By converting our surroundings into intelligent location data, our client unveils valuable insights that have the potential to enhance the way we live and optimize how our cities move. For instance, their accurate real-time road and traffic data, combined with IoT connected vehicle technology, helps save time and lower emissions by reducing urban congestion.
Our client came with the challenge
Modern buyers of consumer electronics and cars have developed an ever-increasing thirst for quality navigation products. Global OEMs, auto manufacturers, and mapping service providers are forming alliances to evolve their products into comprehensive integrated navigation solutions. And as more and more pixels are being pressed into device screens, crisp graphics, 3D rendering services are becoming the most in-demand features.
Partnering with some of the world’s leading carmakers and OEMs, our client provides rendering service for navigation. Their centralized proprietary mapping platform provides map compilation pipelines, 3D map rendering, routing and positioning engines, and more.
But the platform as a whole (and its core rendering component in particular) appeared too monolithic in their navigational data mapping services to reasonably cover the needs of an increasing number of mobile and automotive consumers. Our client decided to split their rendering core into several flexible branches. They also wanted to extend the rendering engine with new functionalities. To cope with these tasks, they needed a reliable outsourcing partner to broaden their engineering capacity for developing automotive rendering service.
Intellias is developing the solution
Our involvement with this client started with team extension for several automotive programs.
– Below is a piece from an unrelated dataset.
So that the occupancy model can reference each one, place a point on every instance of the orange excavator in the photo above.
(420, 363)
Gradually, we took full ownership of the largest program, serving the navigation needs of a German premium carmaker, including their need for map rendering service.
The Intellias rendering team is spread over several workstreams, which are comprised of sub-teams developing E2E NDS navigation solutions for carmakers, building mobile navigation SDKs, working on in-car navigation SDKs, and engineering future mapping products.
Our sub-teams develop 3D rendering functionalities specific to in-vehicle head units running QNX, Android 5.0–8.0, and Ubuntu 16. However, if other product teams find a certain program-specific feature interesting, our engineers can add this functionality to the rendering core through its integration layer and make it available for any requester. Our engineers make sure such features don’t meddle with the operation of the core rendering engine.
Among our biggest accomplishments has been a considerable improvement of map rendering performance within a custom mapping service in in-vehicle navigation systems. It took the Intellias rendering team about a year to improve performance of the layer rendering processes. The goal was to achieve up to a 50% reduction in total CPU use and up to a 25% reduction in CPU use for rendering. To accomplish this, we used instrumentation and sampling profilers (Telemetry, Easy Profiler, VS profiler, VTune), the VS memory profiler, RenderDoc, and the NVIDIA Tegra debugger.
Intellias engineers managed to halve the average render time per layer, from 35 to 45 milliseconds down to 20 to 25 milliseconds. This considerable reduction was achieved through:
- mathematical optimization (specifically with the box-frustum intersection test)
- algorithmic improvements (faster projection code)
- removing obsolete functionality and unused code
- calculation asynchronization
- reducing calculations within a given scope
- removing a huge memory access gap
- minimizing allocation using a per-frame allocator
- unifying threads (trading CPU utilization for latency)
- frame synchronization
- simplifying heuristics
In addition, our test engineers set up a comprehensive rendering testing strategy. All testing is performed manually on various automotive head units and emulators.
We’ve achieved great results together
The contribution by Intellias to our client’s automotive-grade map rendering engine has been highly acknowledged by the automotive end customer. Notably, the benefits of automotive rendering service performance optimization have been proven by rigorous testing on real-life hardware, not with synthetic tests. We helped almost double the map rendering service performance and increase the overall frames per second of the system.
Due to this impressive result as well as the specific technology expertise we’ve gained over years of collaboration, our Intellias team will soon take full ownership of the rendering workstream for the next-generation E2E car navigation solution for this customer. This next-generation solution is based on a completely new universal navigation rendering service that our team is also contributing to.